Updating Consumer Decision Trees
By Randy Hofbauer
Developing and implementing the right set for a category always has been a dynamic, never-ending process with high stakes. This should come as no surprise, given the numbers: According to retail consultancy Willard Bishop, more than 50 percent of SKUs sell less than one unit per week in a traditional grocery store, with most SKUs in dry grocery, general merchandise and health and beauty care losing money, despite occupying some of the store’s least-expensive real estate. Meanwhile, 40 percent of a store’s SKUs cover 95 percent of demand, which means three-fifths (60 percent) of the SKUs in a store account for just the remaining 5 percent of demand.
The consumer decision tree (CDT), a tool that assists retailers and manufacturers in creating planograms that align with their strategies, is essential for maintaining retail relevancy, according to the March 2016 edition of Willard Bishop’s Competitive Edge, titled “Maintaining Shopper Relevancy at Retail.” It allows trading partners to understand how, why and when shoppers substitute one SKU for another, and provides insights into demand transfers taking place between each pair of SKUs, leading to better variety and product substitution decisions. By developing CDTs, trading partners can identify and rank product attributes based on each attribute’s propensity to influence a purchase decision, with the most common attributes including brand, flavor, form, health, size and price.
Additionally, the publication says, the CDT allows for better assortment decisions, helping category managers understand SKU substitutability and demand transfers, which is particularly helpful for stores creating localized sets. It also provides insights for developing shopper-friendly shelf sets, which could organize products horizontally, vertically or in block groups, depending on how shoppers make purchases within the category.
“It provides insights on how to make the way we merchandise categories more consumer-friendly, e.g., organized based on how they shop,” Paul Weitzel, managing partner with Willard Bishop and author of the piece, told Retail Leader. “It also helps determine where tradeoffs happen, which allows us to determine the right variety for each category; every category is different, and other factors, like operations, will also impact merchandising.”
However, CDTs also need to be kept fresh, especially considering how the escalating rate of in-store purchasing decisions (as high as 80 percent in some categories) and outdated CDTs cause many category sets to become misaligned with shoppers’ purchase behavior today. CDTs allow trading partners to understand how, why and when shoppers substitute one SKU for another, and provide insights into demand transfers taking place between each pair of SKUs, leading to better variety and product substitution decisions.

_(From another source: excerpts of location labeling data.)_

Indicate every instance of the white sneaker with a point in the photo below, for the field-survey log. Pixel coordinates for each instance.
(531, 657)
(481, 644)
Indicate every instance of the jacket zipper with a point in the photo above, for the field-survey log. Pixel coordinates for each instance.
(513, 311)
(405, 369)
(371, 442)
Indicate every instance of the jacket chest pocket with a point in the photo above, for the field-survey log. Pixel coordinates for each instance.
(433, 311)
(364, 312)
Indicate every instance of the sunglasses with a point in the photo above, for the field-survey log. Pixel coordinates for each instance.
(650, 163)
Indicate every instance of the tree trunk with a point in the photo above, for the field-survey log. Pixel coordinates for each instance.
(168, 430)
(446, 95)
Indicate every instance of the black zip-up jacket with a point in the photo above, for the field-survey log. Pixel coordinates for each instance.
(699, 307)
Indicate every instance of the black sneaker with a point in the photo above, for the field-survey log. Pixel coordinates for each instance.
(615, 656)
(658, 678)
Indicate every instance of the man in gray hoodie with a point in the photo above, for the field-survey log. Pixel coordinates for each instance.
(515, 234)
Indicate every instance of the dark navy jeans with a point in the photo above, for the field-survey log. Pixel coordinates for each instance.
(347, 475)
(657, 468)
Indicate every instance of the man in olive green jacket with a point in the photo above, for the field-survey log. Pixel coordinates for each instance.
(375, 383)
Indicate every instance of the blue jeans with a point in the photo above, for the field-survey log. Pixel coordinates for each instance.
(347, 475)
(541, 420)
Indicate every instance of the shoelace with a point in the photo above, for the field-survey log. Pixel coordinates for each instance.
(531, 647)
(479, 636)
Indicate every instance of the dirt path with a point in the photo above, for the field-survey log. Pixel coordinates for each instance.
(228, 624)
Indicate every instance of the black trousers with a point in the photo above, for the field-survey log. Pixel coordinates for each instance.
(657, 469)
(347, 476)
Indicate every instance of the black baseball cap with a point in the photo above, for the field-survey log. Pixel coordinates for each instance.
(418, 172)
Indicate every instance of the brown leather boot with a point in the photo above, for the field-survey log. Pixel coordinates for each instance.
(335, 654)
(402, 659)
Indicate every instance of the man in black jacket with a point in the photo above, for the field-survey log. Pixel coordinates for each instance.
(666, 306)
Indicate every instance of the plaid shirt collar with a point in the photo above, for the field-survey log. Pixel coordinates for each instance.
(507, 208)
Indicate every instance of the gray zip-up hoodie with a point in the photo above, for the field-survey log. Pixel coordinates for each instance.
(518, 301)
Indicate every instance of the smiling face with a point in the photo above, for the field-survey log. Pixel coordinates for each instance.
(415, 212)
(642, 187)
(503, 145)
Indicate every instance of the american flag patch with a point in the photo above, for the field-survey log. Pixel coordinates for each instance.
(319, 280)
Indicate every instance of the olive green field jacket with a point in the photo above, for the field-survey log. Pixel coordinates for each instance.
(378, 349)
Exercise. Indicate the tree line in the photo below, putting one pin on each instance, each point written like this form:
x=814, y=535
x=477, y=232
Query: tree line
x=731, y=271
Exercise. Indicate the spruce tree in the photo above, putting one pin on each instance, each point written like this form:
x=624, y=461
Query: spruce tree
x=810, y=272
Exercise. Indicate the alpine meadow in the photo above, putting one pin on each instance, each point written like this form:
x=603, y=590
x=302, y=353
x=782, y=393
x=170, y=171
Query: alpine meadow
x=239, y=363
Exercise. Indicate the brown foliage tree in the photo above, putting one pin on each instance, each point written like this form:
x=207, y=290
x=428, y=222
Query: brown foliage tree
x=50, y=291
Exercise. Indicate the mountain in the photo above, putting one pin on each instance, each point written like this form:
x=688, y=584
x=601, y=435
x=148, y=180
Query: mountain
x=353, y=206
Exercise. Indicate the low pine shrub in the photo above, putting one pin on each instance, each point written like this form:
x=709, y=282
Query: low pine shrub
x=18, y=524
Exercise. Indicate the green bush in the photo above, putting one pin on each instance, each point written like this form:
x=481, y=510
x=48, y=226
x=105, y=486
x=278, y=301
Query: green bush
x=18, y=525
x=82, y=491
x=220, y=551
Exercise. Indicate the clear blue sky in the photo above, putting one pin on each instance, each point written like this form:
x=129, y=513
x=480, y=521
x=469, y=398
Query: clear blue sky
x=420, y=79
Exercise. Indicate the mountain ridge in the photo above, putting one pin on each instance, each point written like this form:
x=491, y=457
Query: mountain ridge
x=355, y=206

When updating CDTs, retailers and manufacturers must work to get access to new customer purchase behavior data, Weitzel says. Additionally, they must measure basket purchases over time by household, measure tradeoffs within categories over time, and determine switching and transfer levels.
“By connecting shopper behaviors and true profitability,” the publication reads, “retailers will make their stores more retail-relevant. This will enable them to add authentic and locally produced items that cater to the wants and needs of their targeted shopper. [It also] will build loyalty, and can even improve revenue by increasing the number of store visits.”